The WWF-UK’s Keller says “every bean” could be zero deforestation and zero conversion (non-forest natural habitats) within 12 months. “Production could double or triple by 2050 without chopping down a single tree,” she explains, provided there is the right commercial and political will. Food businesses have been at pains to highlight the “indispensable role” governments play in all this. As CGF co-chairs Marks and Spencer and Unilever noted in 2015: “Our supply chains are significant but they are often only one factor in the complex web of causes of deforestation. We know that the next stage in the journey to tackle deforestation is to create solutions at a jurisdictional (whole landscape) level to manage the many causes of forest loss together, rather than through individual, isolated initiatives.”
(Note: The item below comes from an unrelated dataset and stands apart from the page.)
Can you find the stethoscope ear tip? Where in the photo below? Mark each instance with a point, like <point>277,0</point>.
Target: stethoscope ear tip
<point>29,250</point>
Almost five years on and between the three major suppliers of soya – Brazil, Argentina and the US – you’d be hard-pressed to choose the least politically stable at the moment. Calls for an import ban on soya have already started. Food charity Feedback, for example, puts forward the argument that all demand for soya increases pressure on land overall, so “there is no such thing as sustainable soya”. It has a point. Cattle ranchers are selling up land to soya producers and moving somewhere cheaper, often forests – a phenomenon known as ‘land use cascade’. One study calculated that a 10% reduction in soya expansion into cattle pasture areas between 2003 and 2008 would have reduced Amazon deforestation by as much as 40%.

However, a ban on imports would be a blunt tool, and a full assessment of the unintended consequences is essential. Nevertheless, it’s easy to see brands jumping on this bandwagon, as they have with palm oil. In a YouGov poll of 2,106 UK consumers published in May, 66% said the government isn’t doing enough to tackle deforestation. It was part of a wider poll of almost 21,000 Europeans, of which 87% want new laws to protect forests.

After this summer of fires, brands will be feeling the heat. Those hoping to remain blissfully ignorant of the soya hidden in their supply chain will get burned. In the words of Greta Thunberg: “I want you to act as you would in a crisis. I want you to act as if our house is on fire. Because it is.”